If I were to try to make things up this minute. I’d say I feel like there aren’t enough heroes, and that the main times most of my heroes are brought up in popular culture is to attack and destroy their reputation, and that the internet makes things very contextless and ignores people’s history and positive reputation. So I feel like the internet has made people think there are no good people to look up to, and this makes it harder to trust new people.
Sounds like internet increased our ability to coordinate on destroying things and people. (Also to coordinate on doing useful things, but not that much, because we already had some mechanisms for that.)
An example for the light side of online coordination would be Kickstarter, and the obvious example for the dark side would be Twitter. Twitter can probably destroy orders of magnitude faster than Kickstarter can build.
This strongly clicked for me. It feels like there is more to say around this (and I don’t know what / don’t know how to say it yet), but this feels like part of the puzzle.
[Added:] Actually, perhaps it seems even more central to me that it feels like the same thing that has made people think there are no good people to look up to also has made have a decreased sense of looking up to institutional cultures. Like, my inner simulator imagines that people joining the NYT look up less to the existing institutional culture than in previous generations, in ways that are bound up with looking up less to the existing staff.
jsalvatier’s answer also clicks and feels relevant.

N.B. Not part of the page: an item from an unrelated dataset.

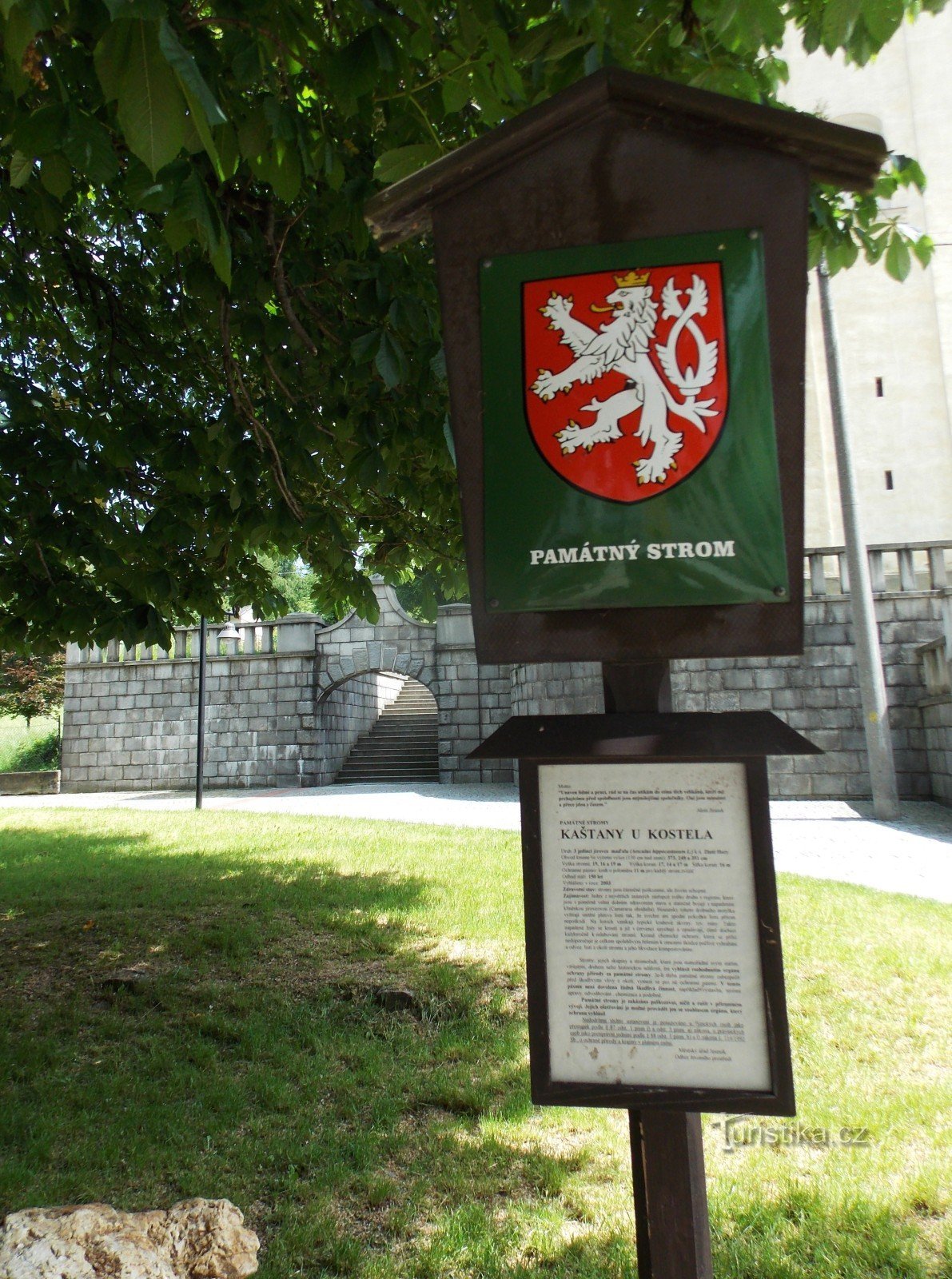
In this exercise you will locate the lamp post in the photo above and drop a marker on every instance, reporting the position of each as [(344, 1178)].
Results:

By contrast, this feels to me like a different question: I don’t think the stable, cooperative institutions of old were all that good at “not simply playing your role”. It would be great to have a new kind of institution that is good at both of these, and it seems conceivable that this is part of the puzzle about how to build stable cooperative institutions at all in our times, but my guess is that it’s not a big part of the answer to where these institutions used to come from.
Thank you for letting me know :)
(I will move my comment to an answer, given that it’s seemed to be helpful.)
I feel this too.
About many traditions.
Let me posit some statements:
people exist in plurality-relevant numbers who feel very strongly that we should Have Traditions(tm) to reinforce what we value.
historical groups valued what they valued. when they didn’t, they tend to war about it. they took actions which made sense at the time to support their values, and the common useful ones solidified into traditions.
borders between communities start to dissolve. Every culture bleeds into the others, and this shifts values. Not entirely, and not uniformly. A bunch of traditions now almost fit, or only fit part of the community.
You won’t get far if you try to create new traditions now; you can’t maintain distance from the rest of the mishmash long enough for differences approaches to evolve and solidify.